In his 1977 "Theses on Socialist Education," Kim Il Sung described the components of social education. In the Pioneer Corps and the Socialist Working Youth League (SWYL), young people learn the nature of collective and organizational life; some prepare for membership in the Korean Workers' Party. In students' and schoolchildren's halls and palaces, managed by the SWYL Central Committee, young people participate in many extracurricular activities after school. There also are cultural facilities such as libraries and museums, monuments and historical sites of the Korean revolution, and the mass media dedicated to serving the goals of social education.
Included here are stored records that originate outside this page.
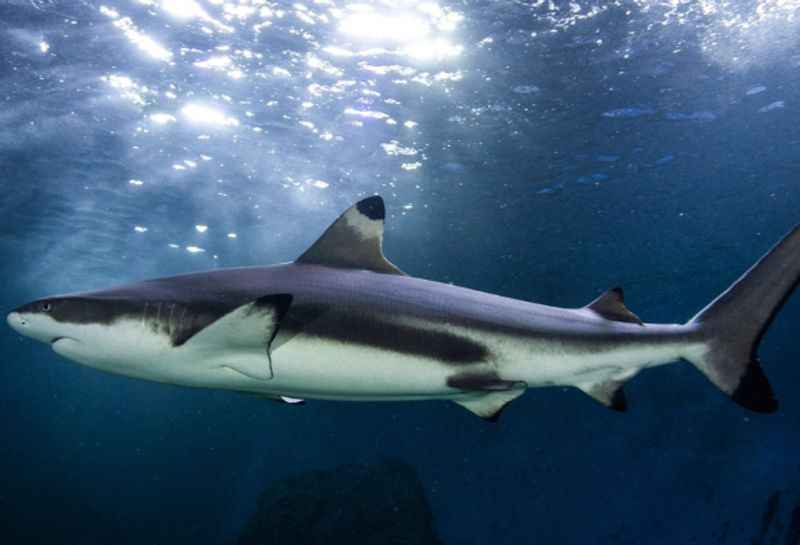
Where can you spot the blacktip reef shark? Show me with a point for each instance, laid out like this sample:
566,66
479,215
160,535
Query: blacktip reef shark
343,323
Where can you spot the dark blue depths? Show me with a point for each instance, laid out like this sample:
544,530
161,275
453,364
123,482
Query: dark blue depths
545,152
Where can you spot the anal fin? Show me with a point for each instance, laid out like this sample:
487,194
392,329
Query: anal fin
489,405
610,393
492,393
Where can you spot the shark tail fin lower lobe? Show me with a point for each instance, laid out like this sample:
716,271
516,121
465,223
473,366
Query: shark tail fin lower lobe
733,324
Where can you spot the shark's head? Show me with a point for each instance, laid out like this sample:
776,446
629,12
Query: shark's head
71,325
Huge, lavishly appointed "schoolchildren's palaces" with gymnasiums and theaters have been built in P'yongyang, Mangyngdae, and other sites. These palaces provide political lectures and seminars, debating contests, poetry recitals, and scientific forums. The Students' and Children's Palace in P'yongyang attracted some 10,000 children daily in the early 1990s.

Although North Korean children would not seem to have much time to spend at home, the family's status as the "basic unit" of society also makes it a focus of social education. According to a North Korean publication, when "homes are made revolutionary," parents are "frugal . . . courteous, exemplary in social and political life," and children have proper role models.